Background DJ ‐1 is a ubiquitously expressed protein typically associated with the development of early onset Parkinson disease. Recent data suggest that it also plays a role in the cellular response to stress. Here, we sought to determine the role DJ ‐1 plays in the development of heart failure. Methods and Results Initial studies found that DJ ‐1 deficient mice ( DJ ‐1 knockout; male; 8–10 weeks of age) exhibited more severe left ventricular cavity dilatation, cardiac dysfunction, hypertrophy, and fibrosis in the setting of ischemia‐reperfusion–induced heart failure when compared with wild‐type littermates.

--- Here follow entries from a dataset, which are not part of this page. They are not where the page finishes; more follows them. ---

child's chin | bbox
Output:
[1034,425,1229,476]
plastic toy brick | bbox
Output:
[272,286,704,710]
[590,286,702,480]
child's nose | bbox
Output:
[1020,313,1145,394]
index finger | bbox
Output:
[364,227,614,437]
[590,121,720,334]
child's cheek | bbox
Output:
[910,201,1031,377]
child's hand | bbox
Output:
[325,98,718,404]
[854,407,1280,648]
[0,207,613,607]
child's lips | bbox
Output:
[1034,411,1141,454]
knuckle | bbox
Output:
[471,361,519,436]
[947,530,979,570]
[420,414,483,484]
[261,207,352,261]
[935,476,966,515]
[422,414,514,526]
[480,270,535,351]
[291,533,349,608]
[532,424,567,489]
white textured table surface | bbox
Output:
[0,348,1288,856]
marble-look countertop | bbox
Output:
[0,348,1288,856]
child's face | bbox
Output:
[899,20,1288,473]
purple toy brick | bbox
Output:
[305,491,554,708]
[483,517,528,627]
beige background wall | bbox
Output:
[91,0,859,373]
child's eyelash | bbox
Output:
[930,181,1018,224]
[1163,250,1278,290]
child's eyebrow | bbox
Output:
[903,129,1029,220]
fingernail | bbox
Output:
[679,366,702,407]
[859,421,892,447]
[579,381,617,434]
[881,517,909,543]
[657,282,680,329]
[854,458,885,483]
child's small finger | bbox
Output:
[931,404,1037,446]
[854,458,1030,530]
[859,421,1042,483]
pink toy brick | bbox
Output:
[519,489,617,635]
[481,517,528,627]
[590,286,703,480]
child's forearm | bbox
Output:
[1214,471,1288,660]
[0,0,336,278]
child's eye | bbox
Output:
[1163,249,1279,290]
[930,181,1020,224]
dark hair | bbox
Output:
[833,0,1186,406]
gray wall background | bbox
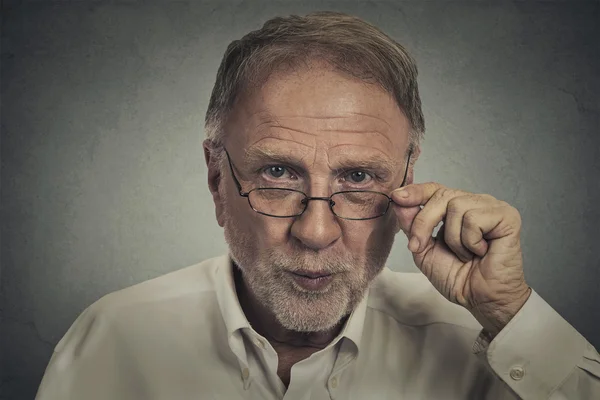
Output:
[0,0,600,399]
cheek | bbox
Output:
[226,193,291,249]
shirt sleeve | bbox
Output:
[473,290,600,400]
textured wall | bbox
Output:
[0,0,600,399]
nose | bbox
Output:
[291,198,342,250]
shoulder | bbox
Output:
[55,256,227,351]
[368,267,481,331]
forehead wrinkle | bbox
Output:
[244,137,312,163]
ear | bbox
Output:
[202,139,225,228]
[404,146,421,186]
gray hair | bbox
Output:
[205,11,425,155]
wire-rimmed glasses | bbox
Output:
[223,148,412,221]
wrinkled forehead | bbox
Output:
[225,64,410,159]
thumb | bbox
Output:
[392,203,421,236]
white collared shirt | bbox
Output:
[36,256,600,400]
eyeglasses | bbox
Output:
[223,148,412,220]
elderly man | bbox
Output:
[37,12,600,400]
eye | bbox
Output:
[344,171,372,183]
[263,165,291,178]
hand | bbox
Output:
[391,182,530,337]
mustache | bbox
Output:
[264,248,356,274]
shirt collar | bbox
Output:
[215,255,250,338]
[216,255,369,349]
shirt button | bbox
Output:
[331,376,337,389]
[510,367,525,381]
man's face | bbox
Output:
[209,67,412,332]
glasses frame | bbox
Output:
[223,147,412,221]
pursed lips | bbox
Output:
[292,270,331,279]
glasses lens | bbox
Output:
[248,188,306,217]
[331,192,390,219]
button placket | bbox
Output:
[509,365,525,381]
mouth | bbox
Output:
[290,271,333,291]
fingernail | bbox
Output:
[394,188,408,199]
[408,236,420,253]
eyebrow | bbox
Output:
[244,147,398,177]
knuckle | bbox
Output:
[463,209,477,225]
[411,215,426,232]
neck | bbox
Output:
[233,264,348,349]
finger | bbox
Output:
[409,188,458,253]
[461,206,521,257]
[390,182,444,207]
[444,194,497,262]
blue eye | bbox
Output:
[344,171,371,183]
[267,165,285,178]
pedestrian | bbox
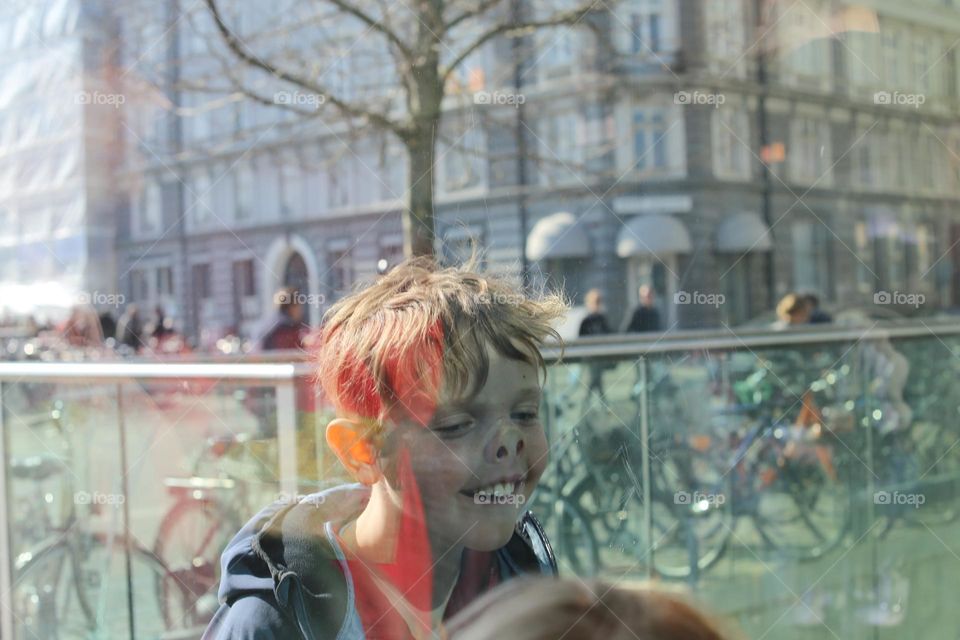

In contrast, the overexpression of the active form of DJ ‐1 using a viral vector approach resulted in significant improvements in the severity of heart failure when compared with mice treated with a control virus. Subsequent studies aimed at evaluating the underlying protective mechanisms found that cardiac DJ ‐1 reduces the accumulation of advanced glycation end products and activation of the receptor for advanced glycation end products—thus, reducing glycative stress. Conclusions These results indicate that DJ ‐1 is an endogenous cytoprotective protein that protects against the development of ischemia‐reperfusion–induced heart failure by reducing glycative stress. Our findings also demonstrate the feasibility of using a gene therapy approach to deliver the active form of DJ ‐1 to the heart as a therapeutic strategy to protect against the consequences of ischemic injury, which is a major cause of death in western populations.